In the case of the killing of Kerala fishermen, Italy would do well to defend its nationals in Indian courts

There are two aspects to the case of the killing of Indian fishermen allegedly by persons on the Enrica Lexie, an Italian merchant ship: the legal and the geopolitical. They are interconnected but looking at the two strands separately is useful.

The most important legal issue at this time is of jurisdiction. According to the UN Convention of the Law of the Sea (UNCLOS) of which both India and Italy are signatories, the coastal state (India) has jurisdiction in its territorial waters (12 nautical miles from the shoreline) for ships engaged in innocent passage. Because it’s hard to draw boundary lines in the water, UNCLOS recognises a contiguous zone that extends a further 12 nautical miles beyond the territorial waters where the coastal state can visit, board and arrest ships suspected of criminal activity in its territorial waters.

What if the crime has been committed in international waters? In general, UNCLOS treats the ship as sovereign territory of the country whose flag it flies and therefore under its jurisdiction. For warships, this is explicit and unambiguous. Even so, there are grounds for another state to claim jurisdiction, invoking its domestic laws or broader principles of international law. [See this explainer at Straight Dope] In effect, this really depends on the relative power of the states concerned—the United States may be able to assert a principle that say, the Republic of Nauru cannot.

Once jurisdiction is established, the respective legal processes take over: evidence must be produced, culpability established, guilt proven, verdicts given and appeals heard before civil damages are paid or criminal punishments meted out. So until the courts pronounce the verdict, the Italian marines are suspects and must be presumed innocent until proven guilty.

On the jurisdictional matter, what it means is that if it is established that the crime occurred short of 12 nautical miles from the Kerala coast, India has exclusive jurisdiction.

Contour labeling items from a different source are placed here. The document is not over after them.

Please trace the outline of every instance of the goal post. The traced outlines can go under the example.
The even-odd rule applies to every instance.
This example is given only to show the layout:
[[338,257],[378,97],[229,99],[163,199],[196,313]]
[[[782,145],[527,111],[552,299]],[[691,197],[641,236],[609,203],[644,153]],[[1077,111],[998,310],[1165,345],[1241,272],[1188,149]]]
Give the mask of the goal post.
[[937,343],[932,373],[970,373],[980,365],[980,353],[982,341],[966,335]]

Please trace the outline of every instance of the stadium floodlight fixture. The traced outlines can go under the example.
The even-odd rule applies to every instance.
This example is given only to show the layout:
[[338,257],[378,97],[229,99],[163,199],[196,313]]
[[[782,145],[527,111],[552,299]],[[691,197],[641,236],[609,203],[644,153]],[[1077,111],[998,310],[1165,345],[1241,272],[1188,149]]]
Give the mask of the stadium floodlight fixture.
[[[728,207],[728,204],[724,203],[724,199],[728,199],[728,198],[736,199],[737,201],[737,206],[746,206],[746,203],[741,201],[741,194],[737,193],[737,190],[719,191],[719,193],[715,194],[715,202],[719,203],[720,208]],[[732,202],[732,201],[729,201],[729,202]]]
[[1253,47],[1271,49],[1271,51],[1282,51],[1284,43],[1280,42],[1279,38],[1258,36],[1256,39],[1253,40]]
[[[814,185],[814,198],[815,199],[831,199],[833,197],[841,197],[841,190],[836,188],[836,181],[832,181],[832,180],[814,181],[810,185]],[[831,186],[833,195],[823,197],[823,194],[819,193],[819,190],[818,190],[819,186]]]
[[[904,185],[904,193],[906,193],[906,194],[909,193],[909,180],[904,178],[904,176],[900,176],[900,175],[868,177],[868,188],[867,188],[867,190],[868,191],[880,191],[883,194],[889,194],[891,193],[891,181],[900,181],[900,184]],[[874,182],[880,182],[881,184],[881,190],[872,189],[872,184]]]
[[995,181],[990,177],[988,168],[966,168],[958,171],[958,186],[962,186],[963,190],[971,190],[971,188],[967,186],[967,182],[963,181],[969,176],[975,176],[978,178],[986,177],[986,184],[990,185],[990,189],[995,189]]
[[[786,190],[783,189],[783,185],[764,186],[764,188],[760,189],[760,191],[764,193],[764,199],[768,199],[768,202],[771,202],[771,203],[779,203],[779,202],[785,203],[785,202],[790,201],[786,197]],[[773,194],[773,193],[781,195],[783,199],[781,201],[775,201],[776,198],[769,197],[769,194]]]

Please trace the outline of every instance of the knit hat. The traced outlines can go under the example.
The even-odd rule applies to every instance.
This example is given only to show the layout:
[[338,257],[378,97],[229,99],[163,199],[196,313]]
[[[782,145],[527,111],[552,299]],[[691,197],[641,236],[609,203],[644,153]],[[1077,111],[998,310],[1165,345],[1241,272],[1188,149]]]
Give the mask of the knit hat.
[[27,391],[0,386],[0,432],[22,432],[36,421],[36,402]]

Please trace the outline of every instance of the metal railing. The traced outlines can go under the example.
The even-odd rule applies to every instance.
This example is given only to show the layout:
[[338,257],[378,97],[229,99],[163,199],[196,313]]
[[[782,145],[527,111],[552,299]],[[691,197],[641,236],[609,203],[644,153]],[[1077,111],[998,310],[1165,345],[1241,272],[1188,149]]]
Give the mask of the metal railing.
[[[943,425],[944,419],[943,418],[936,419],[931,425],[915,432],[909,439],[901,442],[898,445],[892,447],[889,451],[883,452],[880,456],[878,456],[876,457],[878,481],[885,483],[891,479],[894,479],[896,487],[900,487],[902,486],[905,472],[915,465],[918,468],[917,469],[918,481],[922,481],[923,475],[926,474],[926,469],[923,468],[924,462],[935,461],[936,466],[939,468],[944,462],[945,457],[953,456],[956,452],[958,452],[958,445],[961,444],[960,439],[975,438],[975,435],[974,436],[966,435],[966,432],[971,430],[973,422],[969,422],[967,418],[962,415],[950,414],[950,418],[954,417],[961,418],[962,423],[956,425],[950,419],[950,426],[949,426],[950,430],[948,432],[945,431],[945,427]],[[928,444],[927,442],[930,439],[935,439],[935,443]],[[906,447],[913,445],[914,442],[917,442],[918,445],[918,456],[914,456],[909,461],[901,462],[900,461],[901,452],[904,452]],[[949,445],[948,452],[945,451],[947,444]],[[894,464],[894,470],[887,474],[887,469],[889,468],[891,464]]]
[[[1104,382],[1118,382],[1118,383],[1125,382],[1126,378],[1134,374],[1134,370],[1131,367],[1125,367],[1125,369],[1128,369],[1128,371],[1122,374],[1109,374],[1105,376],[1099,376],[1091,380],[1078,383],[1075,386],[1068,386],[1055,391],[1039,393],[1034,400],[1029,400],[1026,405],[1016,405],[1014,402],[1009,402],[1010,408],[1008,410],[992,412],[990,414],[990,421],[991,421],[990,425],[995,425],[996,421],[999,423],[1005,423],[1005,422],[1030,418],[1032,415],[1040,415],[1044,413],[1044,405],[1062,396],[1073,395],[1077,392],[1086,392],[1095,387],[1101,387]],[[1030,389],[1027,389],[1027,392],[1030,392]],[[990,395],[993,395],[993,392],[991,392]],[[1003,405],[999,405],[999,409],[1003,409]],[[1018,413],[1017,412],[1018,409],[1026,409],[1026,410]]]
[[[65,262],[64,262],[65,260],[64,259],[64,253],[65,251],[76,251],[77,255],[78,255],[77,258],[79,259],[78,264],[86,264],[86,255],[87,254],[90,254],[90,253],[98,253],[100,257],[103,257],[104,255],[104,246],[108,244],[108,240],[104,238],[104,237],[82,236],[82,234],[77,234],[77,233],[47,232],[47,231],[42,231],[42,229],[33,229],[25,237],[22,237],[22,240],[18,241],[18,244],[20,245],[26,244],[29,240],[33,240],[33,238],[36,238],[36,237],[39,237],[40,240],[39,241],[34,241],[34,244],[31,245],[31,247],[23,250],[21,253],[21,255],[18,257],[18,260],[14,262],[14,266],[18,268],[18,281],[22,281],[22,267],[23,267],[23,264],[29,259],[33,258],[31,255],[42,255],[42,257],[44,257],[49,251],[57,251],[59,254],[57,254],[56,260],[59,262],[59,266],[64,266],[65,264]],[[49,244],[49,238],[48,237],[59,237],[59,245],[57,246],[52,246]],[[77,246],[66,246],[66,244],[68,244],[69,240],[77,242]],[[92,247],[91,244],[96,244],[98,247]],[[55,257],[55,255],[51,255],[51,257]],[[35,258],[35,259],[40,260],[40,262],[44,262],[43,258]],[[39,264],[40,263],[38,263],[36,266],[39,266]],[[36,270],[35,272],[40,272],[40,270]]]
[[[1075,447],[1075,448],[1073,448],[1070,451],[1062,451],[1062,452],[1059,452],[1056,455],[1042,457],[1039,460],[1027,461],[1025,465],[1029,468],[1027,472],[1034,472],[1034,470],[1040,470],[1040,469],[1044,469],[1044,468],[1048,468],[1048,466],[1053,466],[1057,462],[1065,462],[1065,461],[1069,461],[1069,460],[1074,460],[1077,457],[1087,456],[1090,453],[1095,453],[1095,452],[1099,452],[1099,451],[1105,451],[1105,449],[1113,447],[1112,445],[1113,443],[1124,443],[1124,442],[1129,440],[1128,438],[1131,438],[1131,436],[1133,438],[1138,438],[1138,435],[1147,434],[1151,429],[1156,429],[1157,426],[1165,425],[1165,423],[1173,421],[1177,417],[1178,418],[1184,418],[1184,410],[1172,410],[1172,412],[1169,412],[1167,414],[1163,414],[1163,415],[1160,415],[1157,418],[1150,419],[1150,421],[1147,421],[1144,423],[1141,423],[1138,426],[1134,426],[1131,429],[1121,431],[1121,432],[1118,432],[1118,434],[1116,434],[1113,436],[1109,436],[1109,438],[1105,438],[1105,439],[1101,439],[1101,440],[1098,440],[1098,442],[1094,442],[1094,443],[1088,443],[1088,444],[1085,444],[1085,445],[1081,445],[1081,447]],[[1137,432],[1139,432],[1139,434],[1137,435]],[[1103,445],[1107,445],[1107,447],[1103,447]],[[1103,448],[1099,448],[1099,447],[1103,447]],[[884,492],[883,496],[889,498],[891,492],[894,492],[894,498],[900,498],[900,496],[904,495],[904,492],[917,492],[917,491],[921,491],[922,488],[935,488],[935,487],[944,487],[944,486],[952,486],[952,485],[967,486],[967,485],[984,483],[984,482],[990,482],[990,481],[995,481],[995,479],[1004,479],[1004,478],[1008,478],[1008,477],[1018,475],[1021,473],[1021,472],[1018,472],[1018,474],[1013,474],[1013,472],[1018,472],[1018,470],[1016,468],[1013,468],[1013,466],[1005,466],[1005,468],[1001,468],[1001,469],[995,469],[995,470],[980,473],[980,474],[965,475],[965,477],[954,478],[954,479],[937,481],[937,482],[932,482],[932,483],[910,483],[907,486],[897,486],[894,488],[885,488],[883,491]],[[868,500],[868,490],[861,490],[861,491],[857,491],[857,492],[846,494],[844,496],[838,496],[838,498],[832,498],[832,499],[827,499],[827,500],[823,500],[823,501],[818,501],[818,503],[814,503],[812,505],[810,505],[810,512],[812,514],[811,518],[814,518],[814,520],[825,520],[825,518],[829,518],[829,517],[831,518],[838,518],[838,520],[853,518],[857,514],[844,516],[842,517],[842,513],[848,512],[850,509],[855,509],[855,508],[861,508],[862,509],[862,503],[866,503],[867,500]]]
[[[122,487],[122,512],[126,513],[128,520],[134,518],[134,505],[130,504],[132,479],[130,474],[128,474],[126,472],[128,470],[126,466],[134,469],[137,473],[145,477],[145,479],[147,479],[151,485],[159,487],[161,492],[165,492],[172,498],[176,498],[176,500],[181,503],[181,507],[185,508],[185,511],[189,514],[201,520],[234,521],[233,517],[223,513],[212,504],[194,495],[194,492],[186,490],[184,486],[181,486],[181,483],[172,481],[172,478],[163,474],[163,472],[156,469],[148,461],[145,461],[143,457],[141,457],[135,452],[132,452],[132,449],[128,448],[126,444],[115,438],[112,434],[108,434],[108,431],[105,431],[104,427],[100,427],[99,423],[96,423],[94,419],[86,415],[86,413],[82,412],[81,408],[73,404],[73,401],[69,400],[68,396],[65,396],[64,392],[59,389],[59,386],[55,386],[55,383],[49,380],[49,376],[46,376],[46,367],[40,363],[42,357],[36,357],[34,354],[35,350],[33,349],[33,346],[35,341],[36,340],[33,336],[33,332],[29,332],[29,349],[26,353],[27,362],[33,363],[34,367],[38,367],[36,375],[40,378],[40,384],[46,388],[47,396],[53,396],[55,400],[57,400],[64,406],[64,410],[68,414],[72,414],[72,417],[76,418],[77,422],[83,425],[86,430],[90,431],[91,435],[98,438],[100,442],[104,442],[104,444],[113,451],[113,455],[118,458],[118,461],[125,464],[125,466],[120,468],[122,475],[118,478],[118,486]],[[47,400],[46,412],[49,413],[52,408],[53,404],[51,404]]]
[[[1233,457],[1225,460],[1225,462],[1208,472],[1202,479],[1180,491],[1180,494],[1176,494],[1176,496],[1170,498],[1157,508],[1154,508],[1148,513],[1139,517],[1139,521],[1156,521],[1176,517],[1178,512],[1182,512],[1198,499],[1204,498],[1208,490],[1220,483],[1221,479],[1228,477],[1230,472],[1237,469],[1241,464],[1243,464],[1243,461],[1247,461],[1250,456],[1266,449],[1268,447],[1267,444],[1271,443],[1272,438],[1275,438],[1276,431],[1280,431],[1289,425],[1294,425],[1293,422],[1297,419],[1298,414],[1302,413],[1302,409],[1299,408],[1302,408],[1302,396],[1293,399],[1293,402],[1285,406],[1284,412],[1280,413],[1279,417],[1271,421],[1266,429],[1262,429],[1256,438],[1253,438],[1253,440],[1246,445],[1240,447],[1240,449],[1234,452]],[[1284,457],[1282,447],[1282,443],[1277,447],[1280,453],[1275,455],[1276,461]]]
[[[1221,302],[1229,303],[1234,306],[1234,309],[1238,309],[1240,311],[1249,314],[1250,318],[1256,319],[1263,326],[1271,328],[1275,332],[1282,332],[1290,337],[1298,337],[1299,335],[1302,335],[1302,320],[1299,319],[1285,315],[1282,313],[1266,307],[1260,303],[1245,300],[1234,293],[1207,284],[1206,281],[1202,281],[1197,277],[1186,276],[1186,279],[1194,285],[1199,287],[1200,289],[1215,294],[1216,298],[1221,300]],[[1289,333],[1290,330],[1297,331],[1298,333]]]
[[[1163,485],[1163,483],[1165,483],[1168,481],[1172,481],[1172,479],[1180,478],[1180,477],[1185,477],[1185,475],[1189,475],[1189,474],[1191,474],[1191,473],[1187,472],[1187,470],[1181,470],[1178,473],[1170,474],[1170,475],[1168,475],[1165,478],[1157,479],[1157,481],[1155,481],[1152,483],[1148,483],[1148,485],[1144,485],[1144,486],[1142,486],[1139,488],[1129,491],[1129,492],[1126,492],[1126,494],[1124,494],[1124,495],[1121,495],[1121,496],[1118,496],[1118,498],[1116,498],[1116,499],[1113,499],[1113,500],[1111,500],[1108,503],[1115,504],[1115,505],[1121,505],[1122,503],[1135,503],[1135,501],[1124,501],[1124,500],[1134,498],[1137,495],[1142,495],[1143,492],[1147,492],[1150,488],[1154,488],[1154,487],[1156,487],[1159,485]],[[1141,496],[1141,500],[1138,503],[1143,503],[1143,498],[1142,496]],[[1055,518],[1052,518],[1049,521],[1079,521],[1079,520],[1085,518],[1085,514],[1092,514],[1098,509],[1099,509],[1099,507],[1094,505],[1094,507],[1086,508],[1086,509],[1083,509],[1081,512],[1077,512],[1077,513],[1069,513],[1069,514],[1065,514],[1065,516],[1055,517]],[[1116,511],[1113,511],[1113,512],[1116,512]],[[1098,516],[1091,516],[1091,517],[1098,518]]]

If it occurred in international waters, beyond 200 nautical miles from Kerala, Italy does.

But between the two areas lies the exclusive economic zone (EEZ) where there is a balance between the rights of the coastal state and everyone else. This is perhaps the international lawyers get to make their money. Because UNCLOS says that the coastal state may initiate judicial proceedings on a foreign vessel in “the exercise of its sovereign rights to explore, exploit, conserve and manage the living resources in the exclusive economic zone.” Those who disagree with how a coastal state interprets this can, well, go to the Hague.

This case involves an additional factor: not only were there armed military personnel on board the merchant ship, they were reportedly not under the command of the Enrica Lexie‘s captain. While the ship is ostensibly an oil-tanker this arrangement calls into question whether”innocent passage” and “peaceful purpose” holds. Furthermore, under international law, military personnel are considered state actors. This means the actions of the Italian marines on board the Enrica Lexie, whether or not authorised by the government, are construed to be that of the Italian Republic.

From media reports, the Italian marines might have opened fire too readily even considering the risk of piracy. Their failure to report the incident before being quizzed by the Indian Coast Guard adds to the dubiousness of their conduct.

So far the Indian authorities have acted in consistence with international law. The Coast Guard and police were within their rights to board and arrest suspects on the Enrica Lexie and subject them to the due process under Indian law. If not already, they will almost certainly be allowed consular access and legal defence. The defendants and the Italian government can challenge the court’s jurisdiction by providing evidence of their claim that the incident occurred in the high seas.

It is untenable to claim, as the Italians are doing, that the legal proceedings must take place in Italy on the basis of their claim that the incident took place in international waters. So let the law take its course.

In international relations, legal processes operate to the extent the states involved agree to abide by them. This is a fit case: there was a reason to deploy armed marines on the merchant ship and it is quite unlikely that the Italians were attempting an invasion or infiltration of Kerala. In the absence of hostile or mala fide intents (politically speaking), it is best to agree to pursue the matter soberly in courts of law. Fattening lawyers is far more conducive to international peace than agitating politicians.

Geopolitical questions are decided on the basis of interests and power, with legal principles and processes employed as mere instruments in their pursuit. There is no reason for India to wish for raising tensions with Italy at this time. Italy’s behaviour in the coming weeks will determine whether this feeling is mutual.

Update 1: Some reports suggest that the Italian delegation claimed that the marines have diplomatic immunity because they are naval officers. That’s ridiculous.

Update 2: Italy could claim that because the marines are elements of the state, they enjoy absolute sovereign immunity. The assertion of such a legal principle—which does not today enjoy the acceptance it did a century ago—will serve to bring the matter into the domain of geopolitics. If India were to refuse to accept this principle, then there’s not much Italy could do about it.